Top down shot of glasses of our Peppermint Mocha Frappe recipe topped with fresh mint leaves
5 from 2 votes

Peppermint Mocha Frappe with Coconut Milk

A chilled mint mocha in blended form. The addition of coconut milk adds an additional refreshing factor and makes it extra creamy. Enjoy as a breakfast companion, afternoon treat or evening dessert wit ha short of coffee liqueur.
Author: Minimalist Baker
Prep Time 10 minutes
Total Time 10 minutes
Servings: 1 (large drink)
Category: Beverage
Cuisine: Gluten-Free, Vegan
Freezer Friendly 1 Week
Does it keep? Best when fresh.


  • 1 cup strong brewed coffee (french press and cold brew work best here)
  • 8 coconut milk ice cubes (or other milk* // 3/4 cup full-fat coconut milk yields ~8 cubes)
  • 1/4 scant tsp natural peppermint extract*
  • 2 Tbsp light chocolate syrup
  • 1 Tbsp cocoa powder


  1. The night before prepare your coffee and chill it in the fridge so it's cold in the morning. Also pour your coconut milk (or any milk) into an ice cube tray - you'll need at least 8-10 - cover with plastic wrap and freeze.
  2. In the morning add all ingredients to a blender and mix until well combined, adding an extra milk ice cube if needed. Taste and adjust flavors as needed.
  3. Serve immediately or chill/freeze for later. Whipped cream, chocolate syrup and fresh mint make lovely toppings.
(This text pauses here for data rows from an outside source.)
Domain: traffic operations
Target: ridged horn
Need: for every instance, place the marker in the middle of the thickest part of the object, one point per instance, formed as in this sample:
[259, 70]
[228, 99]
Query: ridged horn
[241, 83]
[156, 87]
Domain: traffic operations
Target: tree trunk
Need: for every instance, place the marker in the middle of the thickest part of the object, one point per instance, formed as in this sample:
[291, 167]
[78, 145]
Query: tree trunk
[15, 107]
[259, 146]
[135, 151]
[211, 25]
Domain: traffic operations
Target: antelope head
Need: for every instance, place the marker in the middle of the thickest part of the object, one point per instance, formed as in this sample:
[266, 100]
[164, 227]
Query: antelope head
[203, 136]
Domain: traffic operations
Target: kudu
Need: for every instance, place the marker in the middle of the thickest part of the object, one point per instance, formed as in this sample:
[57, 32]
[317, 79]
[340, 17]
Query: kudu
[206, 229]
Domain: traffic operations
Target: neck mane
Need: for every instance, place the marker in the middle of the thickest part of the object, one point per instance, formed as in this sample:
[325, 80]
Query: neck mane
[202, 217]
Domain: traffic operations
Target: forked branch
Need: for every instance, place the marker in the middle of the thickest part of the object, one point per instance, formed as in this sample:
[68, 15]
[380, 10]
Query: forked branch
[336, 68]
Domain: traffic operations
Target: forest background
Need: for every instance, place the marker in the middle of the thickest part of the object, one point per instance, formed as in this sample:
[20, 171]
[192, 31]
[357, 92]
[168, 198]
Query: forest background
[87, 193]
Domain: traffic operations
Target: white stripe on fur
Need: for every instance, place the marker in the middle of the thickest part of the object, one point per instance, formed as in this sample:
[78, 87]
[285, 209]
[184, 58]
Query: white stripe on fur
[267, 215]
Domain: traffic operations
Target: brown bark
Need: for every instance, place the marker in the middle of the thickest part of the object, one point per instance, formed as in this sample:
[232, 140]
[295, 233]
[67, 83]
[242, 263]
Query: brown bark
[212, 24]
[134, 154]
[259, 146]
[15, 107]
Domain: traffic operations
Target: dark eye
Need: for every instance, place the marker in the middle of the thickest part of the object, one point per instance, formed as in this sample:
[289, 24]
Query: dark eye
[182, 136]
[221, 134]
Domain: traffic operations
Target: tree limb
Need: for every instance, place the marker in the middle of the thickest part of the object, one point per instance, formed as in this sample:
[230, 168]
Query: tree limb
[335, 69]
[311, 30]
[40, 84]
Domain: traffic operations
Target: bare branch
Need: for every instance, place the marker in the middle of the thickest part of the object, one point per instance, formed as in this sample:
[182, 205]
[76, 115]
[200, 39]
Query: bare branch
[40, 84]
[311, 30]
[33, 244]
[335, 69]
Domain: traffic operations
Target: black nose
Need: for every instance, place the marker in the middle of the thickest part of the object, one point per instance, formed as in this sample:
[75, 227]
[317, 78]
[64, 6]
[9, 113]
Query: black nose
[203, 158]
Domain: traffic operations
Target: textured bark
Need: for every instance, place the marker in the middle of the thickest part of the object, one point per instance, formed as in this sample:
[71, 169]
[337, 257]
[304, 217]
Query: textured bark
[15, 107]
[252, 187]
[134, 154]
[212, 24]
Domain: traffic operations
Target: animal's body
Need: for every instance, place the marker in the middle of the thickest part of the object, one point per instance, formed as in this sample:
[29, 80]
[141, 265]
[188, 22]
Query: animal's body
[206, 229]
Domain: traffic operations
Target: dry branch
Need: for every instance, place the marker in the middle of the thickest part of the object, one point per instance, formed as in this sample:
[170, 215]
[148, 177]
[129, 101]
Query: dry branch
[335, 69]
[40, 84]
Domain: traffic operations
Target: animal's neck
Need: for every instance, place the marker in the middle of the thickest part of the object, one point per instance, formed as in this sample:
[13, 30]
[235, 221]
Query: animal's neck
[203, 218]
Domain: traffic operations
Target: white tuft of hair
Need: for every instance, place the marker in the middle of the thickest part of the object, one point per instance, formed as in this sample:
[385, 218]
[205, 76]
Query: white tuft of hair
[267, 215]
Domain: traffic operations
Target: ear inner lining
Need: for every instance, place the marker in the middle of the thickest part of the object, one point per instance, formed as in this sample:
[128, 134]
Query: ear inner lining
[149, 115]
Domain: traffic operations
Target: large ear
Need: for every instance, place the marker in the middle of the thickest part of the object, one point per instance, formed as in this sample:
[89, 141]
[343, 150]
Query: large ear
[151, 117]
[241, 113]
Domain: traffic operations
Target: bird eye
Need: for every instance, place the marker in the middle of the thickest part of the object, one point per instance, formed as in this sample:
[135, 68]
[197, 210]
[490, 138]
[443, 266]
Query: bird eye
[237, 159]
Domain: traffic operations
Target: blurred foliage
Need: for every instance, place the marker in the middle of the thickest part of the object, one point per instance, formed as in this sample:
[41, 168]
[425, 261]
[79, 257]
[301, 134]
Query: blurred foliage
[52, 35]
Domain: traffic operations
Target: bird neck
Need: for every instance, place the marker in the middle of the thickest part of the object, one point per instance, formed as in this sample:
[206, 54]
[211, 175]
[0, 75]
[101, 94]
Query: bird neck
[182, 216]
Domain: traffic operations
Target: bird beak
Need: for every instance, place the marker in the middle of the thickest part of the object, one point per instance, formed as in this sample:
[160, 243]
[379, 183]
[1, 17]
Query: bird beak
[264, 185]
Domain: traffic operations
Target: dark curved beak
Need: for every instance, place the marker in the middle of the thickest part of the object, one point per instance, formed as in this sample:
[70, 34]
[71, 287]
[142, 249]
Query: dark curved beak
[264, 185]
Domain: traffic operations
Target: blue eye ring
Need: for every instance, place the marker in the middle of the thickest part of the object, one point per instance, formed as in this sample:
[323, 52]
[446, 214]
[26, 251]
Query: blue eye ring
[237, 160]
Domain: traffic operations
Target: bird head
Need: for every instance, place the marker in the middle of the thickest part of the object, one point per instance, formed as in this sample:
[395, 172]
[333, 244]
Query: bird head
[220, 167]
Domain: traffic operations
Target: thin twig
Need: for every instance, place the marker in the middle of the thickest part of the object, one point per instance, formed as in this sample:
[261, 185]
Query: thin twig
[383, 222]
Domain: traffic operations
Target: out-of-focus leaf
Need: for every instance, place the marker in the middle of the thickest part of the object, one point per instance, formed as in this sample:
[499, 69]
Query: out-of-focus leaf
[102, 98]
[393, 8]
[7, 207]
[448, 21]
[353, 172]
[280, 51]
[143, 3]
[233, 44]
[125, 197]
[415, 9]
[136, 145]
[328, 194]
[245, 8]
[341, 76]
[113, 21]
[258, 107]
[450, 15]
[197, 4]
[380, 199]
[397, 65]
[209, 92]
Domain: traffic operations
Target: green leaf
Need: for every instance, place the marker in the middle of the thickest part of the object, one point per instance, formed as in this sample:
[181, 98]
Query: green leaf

*You can use light coconut milk or another milk, but full-fat coconut will yield a creamier frappe. Plus, it's vegan friendly.
*Higher quality peppermint extract goes a long way. Mine was technically peppermint oil, so spring for that if you can.
*If you're not a huge mint fan, hold back on the extract a little - adding just one or two drops at a time.
*Prep time does not include overnight freezing.
*Nutrition information is a rough estimate.